Pour que ces luttes soient couronnées de succès toutefois, les travailleurs
doivent tirer les conclusions politiques nécessaires. Il ne peut y avoir de
solution à la crise sans commencer par comprendre que la racine du problème
est le système capitaliste, en vertu duquel l’économie est subordonnée aux
exigences de profit des grandes banques et des grandes sociétés.
Ce système est défendu impitoyablement, tant par les démocrates que les
républicains. Les résultats des discussions autour du plafond de la dette ne
font que démasquer de façon dévastatrice tous ceux qui ont promu l’illusion
que le président Obama pouvait être poussé à gauche. Le débat a démontré que
les sections les plus puissantes de l’élite financière et des entreprises
exercent leur mainmise sur l’ensemble du système politique.

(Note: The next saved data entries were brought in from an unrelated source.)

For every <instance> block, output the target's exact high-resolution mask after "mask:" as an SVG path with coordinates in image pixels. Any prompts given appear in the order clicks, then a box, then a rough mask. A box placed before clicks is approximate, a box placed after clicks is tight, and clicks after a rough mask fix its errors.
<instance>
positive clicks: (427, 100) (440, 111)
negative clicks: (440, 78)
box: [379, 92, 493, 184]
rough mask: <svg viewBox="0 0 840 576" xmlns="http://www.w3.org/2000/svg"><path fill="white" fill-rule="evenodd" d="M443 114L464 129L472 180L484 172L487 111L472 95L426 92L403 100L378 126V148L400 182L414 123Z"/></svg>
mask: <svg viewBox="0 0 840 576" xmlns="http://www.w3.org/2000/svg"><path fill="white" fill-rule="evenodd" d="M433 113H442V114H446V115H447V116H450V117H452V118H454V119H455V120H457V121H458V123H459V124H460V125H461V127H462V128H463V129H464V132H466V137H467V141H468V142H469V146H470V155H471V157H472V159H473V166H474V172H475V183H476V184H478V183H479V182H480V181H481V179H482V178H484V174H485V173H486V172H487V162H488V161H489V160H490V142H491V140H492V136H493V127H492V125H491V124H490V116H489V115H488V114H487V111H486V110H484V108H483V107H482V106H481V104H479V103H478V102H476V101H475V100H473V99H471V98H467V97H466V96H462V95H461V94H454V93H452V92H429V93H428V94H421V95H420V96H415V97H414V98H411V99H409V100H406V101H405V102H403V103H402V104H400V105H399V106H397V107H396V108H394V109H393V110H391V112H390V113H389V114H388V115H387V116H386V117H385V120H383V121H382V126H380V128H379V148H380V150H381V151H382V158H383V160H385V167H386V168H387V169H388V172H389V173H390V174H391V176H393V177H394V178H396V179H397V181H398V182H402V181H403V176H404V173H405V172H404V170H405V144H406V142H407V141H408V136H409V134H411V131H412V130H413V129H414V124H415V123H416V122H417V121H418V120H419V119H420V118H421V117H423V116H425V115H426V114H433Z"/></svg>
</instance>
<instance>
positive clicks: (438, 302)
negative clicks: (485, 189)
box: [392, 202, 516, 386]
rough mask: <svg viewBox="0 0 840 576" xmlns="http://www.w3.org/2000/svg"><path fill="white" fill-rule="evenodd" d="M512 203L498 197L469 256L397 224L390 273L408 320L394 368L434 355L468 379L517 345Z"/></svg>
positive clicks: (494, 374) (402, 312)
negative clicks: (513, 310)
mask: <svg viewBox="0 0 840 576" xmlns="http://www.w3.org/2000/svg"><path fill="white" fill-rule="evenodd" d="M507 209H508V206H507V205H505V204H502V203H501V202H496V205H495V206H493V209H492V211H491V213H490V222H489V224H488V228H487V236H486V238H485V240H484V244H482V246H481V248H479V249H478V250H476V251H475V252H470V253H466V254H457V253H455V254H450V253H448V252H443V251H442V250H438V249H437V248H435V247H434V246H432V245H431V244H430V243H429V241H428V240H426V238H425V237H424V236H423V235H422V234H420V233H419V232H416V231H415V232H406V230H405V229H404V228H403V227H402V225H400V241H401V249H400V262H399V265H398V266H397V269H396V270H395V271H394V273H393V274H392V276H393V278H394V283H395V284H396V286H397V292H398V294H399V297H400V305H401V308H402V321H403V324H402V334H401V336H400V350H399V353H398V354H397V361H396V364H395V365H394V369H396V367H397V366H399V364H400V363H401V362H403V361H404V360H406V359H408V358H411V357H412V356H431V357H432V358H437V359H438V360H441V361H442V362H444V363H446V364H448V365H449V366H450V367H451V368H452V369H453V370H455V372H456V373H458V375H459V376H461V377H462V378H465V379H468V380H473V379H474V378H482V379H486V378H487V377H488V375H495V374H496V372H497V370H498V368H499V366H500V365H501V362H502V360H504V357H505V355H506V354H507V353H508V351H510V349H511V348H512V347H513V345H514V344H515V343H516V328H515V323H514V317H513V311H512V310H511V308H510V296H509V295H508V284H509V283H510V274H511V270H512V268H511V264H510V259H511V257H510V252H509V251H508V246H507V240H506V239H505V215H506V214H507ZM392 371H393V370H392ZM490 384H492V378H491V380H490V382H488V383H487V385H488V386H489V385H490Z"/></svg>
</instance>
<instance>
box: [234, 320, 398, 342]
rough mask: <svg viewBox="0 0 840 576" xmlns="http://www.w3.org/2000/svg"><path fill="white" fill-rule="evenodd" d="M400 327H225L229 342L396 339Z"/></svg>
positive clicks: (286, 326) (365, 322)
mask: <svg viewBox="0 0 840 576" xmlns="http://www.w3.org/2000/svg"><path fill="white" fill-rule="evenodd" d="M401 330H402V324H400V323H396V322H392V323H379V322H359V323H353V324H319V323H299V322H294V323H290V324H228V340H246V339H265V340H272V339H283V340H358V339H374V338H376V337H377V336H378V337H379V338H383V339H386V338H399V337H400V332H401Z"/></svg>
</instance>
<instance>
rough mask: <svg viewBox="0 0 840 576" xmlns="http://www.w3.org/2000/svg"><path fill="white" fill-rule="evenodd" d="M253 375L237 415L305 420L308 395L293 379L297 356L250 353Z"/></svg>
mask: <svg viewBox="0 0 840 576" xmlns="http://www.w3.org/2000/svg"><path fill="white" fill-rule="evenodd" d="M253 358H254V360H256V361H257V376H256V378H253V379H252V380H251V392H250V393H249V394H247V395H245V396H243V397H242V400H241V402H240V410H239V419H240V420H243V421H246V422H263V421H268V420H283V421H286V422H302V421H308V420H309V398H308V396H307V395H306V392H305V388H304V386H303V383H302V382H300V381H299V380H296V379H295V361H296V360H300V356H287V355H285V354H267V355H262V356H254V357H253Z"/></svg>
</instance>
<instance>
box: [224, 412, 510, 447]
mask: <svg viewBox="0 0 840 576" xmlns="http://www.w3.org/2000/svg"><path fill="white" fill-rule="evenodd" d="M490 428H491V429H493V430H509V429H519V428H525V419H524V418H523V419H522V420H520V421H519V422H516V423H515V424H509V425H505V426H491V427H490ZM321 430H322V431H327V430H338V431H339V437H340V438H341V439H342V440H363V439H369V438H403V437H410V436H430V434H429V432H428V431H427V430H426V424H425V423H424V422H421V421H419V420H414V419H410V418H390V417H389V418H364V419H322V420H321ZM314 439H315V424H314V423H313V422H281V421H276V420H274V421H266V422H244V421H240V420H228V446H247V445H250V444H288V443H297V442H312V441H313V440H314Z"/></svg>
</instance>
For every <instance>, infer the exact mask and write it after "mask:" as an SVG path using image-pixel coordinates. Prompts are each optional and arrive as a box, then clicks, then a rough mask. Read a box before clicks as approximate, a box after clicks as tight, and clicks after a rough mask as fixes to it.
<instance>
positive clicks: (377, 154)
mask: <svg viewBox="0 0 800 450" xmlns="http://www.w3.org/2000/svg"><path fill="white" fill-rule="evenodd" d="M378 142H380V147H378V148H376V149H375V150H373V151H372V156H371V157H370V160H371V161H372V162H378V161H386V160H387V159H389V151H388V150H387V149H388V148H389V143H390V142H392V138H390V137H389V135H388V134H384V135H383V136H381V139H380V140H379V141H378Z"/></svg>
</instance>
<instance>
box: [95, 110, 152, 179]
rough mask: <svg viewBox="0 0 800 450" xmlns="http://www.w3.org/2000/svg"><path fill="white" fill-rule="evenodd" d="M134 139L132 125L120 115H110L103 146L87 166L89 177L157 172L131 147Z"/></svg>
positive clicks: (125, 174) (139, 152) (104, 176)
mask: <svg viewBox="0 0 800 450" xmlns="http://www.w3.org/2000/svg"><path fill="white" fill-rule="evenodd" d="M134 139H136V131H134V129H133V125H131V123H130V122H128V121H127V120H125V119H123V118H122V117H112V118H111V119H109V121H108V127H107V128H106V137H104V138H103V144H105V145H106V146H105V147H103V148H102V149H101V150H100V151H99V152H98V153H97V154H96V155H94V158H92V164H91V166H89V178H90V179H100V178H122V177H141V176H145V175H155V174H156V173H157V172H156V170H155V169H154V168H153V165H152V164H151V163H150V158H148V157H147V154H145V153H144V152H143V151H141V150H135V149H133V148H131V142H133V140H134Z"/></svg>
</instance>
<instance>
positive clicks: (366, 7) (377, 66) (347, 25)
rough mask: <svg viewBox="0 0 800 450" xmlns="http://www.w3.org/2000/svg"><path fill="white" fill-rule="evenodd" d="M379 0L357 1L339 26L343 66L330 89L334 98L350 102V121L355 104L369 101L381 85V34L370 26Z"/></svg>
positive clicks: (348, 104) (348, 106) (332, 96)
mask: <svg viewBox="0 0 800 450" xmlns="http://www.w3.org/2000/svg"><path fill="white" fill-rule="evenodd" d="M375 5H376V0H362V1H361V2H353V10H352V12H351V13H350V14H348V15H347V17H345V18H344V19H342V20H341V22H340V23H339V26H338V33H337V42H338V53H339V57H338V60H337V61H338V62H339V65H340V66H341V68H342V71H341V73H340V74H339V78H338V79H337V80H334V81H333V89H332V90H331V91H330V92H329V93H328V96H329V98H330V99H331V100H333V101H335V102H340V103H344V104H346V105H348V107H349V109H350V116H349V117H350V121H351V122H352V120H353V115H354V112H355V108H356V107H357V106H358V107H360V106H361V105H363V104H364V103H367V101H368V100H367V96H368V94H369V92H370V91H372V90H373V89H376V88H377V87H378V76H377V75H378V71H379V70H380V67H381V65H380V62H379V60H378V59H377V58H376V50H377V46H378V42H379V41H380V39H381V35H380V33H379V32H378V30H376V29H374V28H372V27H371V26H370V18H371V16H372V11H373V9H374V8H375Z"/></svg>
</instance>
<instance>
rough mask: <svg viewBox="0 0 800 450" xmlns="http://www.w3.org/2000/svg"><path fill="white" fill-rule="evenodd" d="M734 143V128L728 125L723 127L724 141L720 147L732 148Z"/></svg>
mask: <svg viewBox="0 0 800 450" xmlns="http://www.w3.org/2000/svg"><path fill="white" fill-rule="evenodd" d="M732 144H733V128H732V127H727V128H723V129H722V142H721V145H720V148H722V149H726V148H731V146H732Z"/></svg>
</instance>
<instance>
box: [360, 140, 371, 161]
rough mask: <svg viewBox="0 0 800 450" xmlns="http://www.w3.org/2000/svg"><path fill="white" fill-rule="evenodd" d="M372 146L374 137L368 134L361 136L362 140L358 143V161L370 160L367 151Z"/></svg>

Par ailleurs, l’attaque sur les travailleurs aux États-Unis fait partie d’un
processus international. Nul doute que les compressions budgétaires d’Obama
encourageront la classe dirigeante de tous les pays à accroître son propre
assaut. Mais l'allié indispensable de la classe ouvrière américaine est
justement la classe ouvrière internationale.
La contre-révolution sociale dirigée par la classe dirigeante qui se dévoile
pose la nécessité de sa contradiction, c’est-à-dire la révolution sociale.
La question fondamentale reste toujours celle de la direction politique. Le
Socialist Equality Party des États-Unis a expliqué le caractère de classe et
la logique des politiques de l’administration Obama depuis ses débuts. Nous
avions prévu que les mesures prises par la classe dirigeante conduiraient à
la résurrection des luttes de la classe ouvrière aux États-Unis.
Cette analyse a été confirmée. Il est temps maintenant de construire un
mouvement socialiste de masse. Dans les semaines et les mois à venir, le SEP
va intensifier son travail parmi toutes les sections de la classe ouvrière
de tous les coins des États-Unis, qu’il s’agisse des travailleurs des
manufactures qui ont vu leurs salaires et avantages décimés, des enseignants
qui sont licenciés par milliers et qui sont transformés en boucs-émissaires
de la crise de l’enseignement public, des employés des services publics qui
ne gagnent pas assez pour arriver, des jeunes de la classe ouvrière écrasés
par les dettes, ou encore des chômeurs qui se retrouvent avec aucune
perspective d’emploi.
Nous sommes sûrs que, sur la base d’un programme socialiste révolutionnaire,
nous gagnerons la direction des luttes qui éclateront. Un tel combat,
cependant, nécessite la participation active de tous ceux qui comprennent la
nécessité du socialisme. Il est maintenant temps de prendre la décision de
rejoindre le Parti de l'égalité socialiste.